ABC proves only an asymptotic version of Fermat conjecture, not the full Fermat's Last Theorem.

More: e) prove an asymptotic version of Catalan's conjecture. f) prove that there are infinitely many Wieferich primes.

I think that Omid took a mistake. part $a)$ must be : Prove Last fermat theorem for $n$ bigger than something

part a) let $K=f(\epsilon )$.suppose $x^n+y^n=z^n$ for large enough $n$. by abc Conjecture we have $f(\epsilon )(rad(xyz))^{1+\epsilon}\geq max\left \{ x^n,y^n,z^n \right \}\geq (xyz)^{n/3}$. We define $\pi (m)$ be the number of prime divisor of $m$. easy to see there exist at least one $q$ such that $q$ is prime and divides one of the $x,y,z$ and $\sqrt[\pi (x)+\pi (y)+\pi (z)]{k}\geq p_{i}^{n/3-1-\epsilon }$ . so $k\geq q^{(n/3-1-\epsilon).(\pi (x)+\pi (y)+\pi (z)) }\geq q^{(n/3-1-\epsilon )}\geq 2^{(n/3-1-\epsilon )}$but we let $n$ be large enough so we have $\log _{2}f(\epsilon )\geq \infty $ contraction. the part d is not hard by Conjecture and Geometry of Numbers but my solution is very long and I had no time for write it. I cant solve the part c can anybody help me about this part?
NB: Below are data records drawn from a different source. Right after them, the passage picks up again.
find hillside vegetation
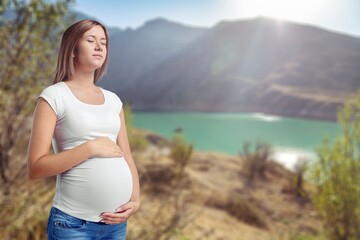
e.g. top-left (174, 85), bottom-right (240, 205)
top-left (0, 129), bottom-right (322, 240)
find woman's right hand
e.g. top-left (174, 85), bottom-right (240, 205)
top-left (87, 137), bottom-right (124, 158)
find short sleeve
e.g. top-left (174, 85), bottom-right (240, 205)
top-left (39, 85), bottom-right (63, 117)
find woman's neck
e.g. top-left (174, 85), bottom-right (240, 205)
top-left (68, 72), bottom-right (95, 88)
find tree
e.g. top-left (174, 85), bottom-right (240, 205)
top-left (313, 91), bottom-right (360, 240)
top-left (0, 0), bottom-right (72, 186)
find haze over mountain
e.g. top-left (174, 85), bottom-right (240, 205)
top-left (91, 14), bottom-right (360, 120)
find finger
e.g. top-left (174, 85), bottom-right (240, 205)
top-left (116, 202), bottom-right (132, 213)
top-left (101, 213), bottom-right (127, 224)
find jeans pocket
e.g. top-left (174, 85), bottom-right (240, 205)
top-left (53, 211), bottom-right (86, 229)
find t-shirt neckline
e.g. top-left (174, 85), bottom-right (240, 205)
top-left (61, 81), bottom-right (106, 107)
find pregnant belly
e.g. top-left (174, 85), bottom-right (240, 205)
top-left (57, 158), bottom-right (133, 214)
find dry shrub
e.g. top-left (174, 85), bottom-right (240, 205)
top-left (207, 193), bottom-right (267, 229)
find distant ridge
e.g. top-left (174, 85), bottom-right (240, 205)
top-left (71, 12), bottom-right (360, 120)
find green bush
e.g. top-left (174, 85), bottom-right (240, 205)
top-left (239, 142), bottom-right (271, 182)
top-left (312, 92), bottom-right (360, 240)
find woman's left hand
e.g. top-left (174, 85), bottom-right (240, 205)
top-left (101, 202), bottom-right (140, 224)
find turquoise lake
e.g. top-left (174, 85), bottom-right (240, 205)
top-left (133, 112), bottom-right (340, 169)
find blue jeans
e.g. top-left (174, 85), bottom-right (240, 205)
top-left (47, 207), bottom-right (127, 240)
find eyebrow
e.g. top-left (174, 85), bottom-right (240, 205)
top-left (85, 35), bottom-right (106, 40)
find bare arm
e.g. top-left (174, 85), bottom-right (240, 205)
top-left (27, 98), bottom-right (122, 179)
top-left (117, 110), bottom-right (140, 202)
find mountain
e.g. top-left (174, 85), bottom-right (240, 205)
top-left (101, 18), bottom-right (205, 93)
top-left (97, 18), bottom-right (360, 120)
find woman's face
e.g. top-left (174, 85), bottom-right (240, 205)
top-left (74, 25), bottom-right (107, 71)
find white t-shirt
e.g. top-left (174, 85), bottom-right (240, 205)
top-left (39, 82), bottom-right (133, 222)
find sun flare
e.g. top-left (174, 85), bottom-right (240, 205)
top-left (224, 0), bottom-right (325, 22)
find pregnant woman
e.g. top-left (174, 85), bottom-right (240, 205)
top-left (27, 20), bottom-right (140, 240)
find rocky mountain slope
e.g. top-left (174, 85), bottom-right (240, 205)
top-left (97, 18), bottom-right (360, 120)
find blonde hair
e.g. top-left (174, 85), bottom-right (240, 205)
top-left (53, 19), bottom-right (109, 84)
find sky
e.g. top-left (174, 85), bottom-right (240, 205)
top-left (73, 0), bottom-right (360, 37)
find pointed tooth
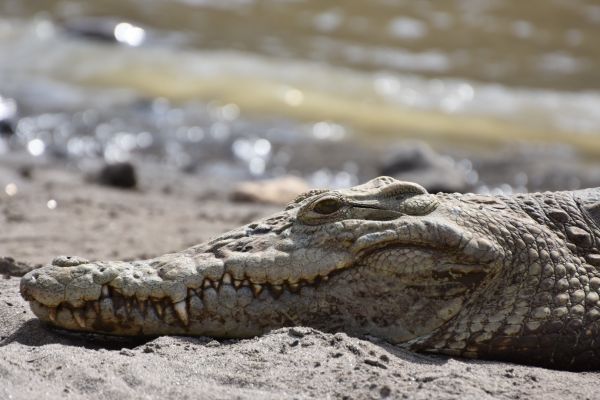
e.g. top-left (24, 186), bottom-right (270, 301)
top-left (137, 299), bottom-right (146, 314)
top-left (152, 300), bottom-right (165, 318)
top-left (252, 283), bottom-right (262, 297)
top-left (72, 310), bottom-right (87, 328)
top-left (48, 307), bottom-right (56, 322)
top-left (271, 285), bottom-right (283, 296)
top-left (173, 300), bottom-right (189, 326)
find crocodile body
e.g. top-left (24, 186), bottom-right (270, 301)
top-left (21, 177), bottom-right (600, 370)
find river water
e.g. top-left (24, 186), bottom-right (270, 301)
top-left (0, 0), bottom-right (600, 191)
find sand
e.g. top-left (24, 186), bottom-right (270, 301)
top-left (0, 157), bottom-right (600, 399)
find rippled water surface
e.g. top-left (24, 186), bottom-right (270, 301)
top-left (0, 0), bottom-right (600, 189)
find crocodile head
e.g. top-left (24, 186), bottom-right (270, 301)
top-left (21, 177), bottom-right (505, 343)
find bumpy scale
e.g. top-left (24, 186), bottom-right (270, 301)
top-left (21, 177), bottom-right (600, 369)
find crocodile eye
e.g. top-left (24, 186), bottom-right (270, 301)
top-left (313, 197), bottom-right (343, 215)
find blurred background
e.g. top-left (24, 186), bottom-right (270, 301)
top-left (0, 0), bottom-right (600, 194)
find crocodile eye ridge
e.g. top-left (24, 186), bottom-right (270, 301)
top-left (313, 197), bottom-right (343, 215)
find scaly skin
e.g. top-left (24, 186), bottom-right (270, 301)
top-left (21, 177), bottom-right (600, 369)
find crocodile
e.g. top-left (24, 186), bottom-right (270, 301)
top-left (21, 177), bottom-right (600, 370)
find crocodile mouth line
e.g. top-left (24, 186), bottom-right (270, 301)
top-left (27, 268), bottom-right (348, 334)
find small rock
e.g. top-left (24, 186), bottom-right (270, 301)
top-left (379, 142), bottom-right (473, 193)
top-left (288, 328), bottom-right (305, 337)
top-left (0, 257), bottom-right (41, 276)
top-left (364, 358), bottom-right (387, 369)
top-left (231, 176), bottom-right (310, 205)
top-left (97, 162), bottom-right (137, 189)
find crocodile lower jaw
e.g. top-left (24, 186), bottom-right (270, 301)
top-left (28, 274), bottom-right (330, 336)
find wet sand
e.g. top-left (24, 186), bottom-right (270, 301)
top-left (0, 157), bottom-right (600, 399)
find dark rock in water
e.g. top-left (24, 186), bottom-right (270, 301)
top-left (379, 142), bottom-right (473, 193)
top-left (0, 257), bottom-right (41, 276)
top-left (62, 17), bottom-right (146, 46)
top-left (0, 96), bottom-right (17, 136)
top-left (98, 162), bottom-right (137, 189)
top-left (63, 18), bottom-right (118, 43)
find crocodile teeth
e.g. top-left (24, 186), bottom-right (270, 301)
top-left (72, 310), bottom-right (87, 328)
top-left (152, 300), bottom-right (165, 318)
top-left (48, 307), bottom-right (56, 322)
top-left (288, 283), bottom-right (300, 292)
top-left (138, 299), bottom-right (146, 314)
top-left (173, 300), bottom-right (189, 326)
top-left (252, 283), bottom-right (262, 297)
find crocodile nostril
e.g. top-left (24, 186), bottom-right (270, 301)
top-left (52, 256), bottom-right (89, 267)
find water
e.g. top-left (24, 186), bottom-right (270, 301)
top-left (0, 0), bottom-right (600, 189)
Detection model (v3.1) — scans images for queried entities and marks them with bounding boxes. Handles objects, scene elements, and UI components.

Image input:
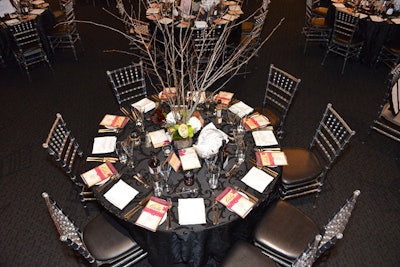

Does this work? part c) First AFTSOC so there exist infinitely many $n$ s.t $n,n+1,n+2$ are strong and take $n$ sufficiently large. Note that $(n^2)+(4(n+1))=(n+2)^2$ So by abc conjecture we have: $$(n+2)^2\leq f(\epsilon)(rad((n^2 )(4n+4)((n+2)^2)))^{1+\epsilon}=f(\epsilon)(rad((n)(4n+4)(n+2)))^{1+\epsilon}$$(*) (note that by the condition non of the numbers $n,n+1,n+2$ are 2(mod 4) so $n+1$ must be a multiple of 4 thus $n,n+1,n+2$ are pairwise coprime) $n+1$ is even so $rad(4n+4)=rad(n+1)$ We know that : $rad(n)\leq \sqrt{n},rad(n+1)\leq \sqrt{n+1},rad(n+2)\leq \sqrt{n+2}$ (since $n,n+1,n+2$ are strong then) so: $$rad((n)(4n+4)(n+2))\leq ((n)(n+1)(n+2))^{\frac{1}{2}}$$(**) Now by (*) , (**) we have the following inequality which has to be tru for all positive $\epsilon$: $$(n+2)^4\leq f(\epsilon)^2((n)(n+1)(n+2))^{1+\epsilon}$$But $((n)(n+1)(n+2))^{1+\epsilon}\leq (n+2)^{3+3\epsilon}$ so finally we have: $$n+2 \leq f(\epsilon)^2(n+2)^{3\epsilon}$$but the last inequality is obviously wrong for $\epsilon=\frac{1}{4}$ and sufficiently large $n$ so we're done.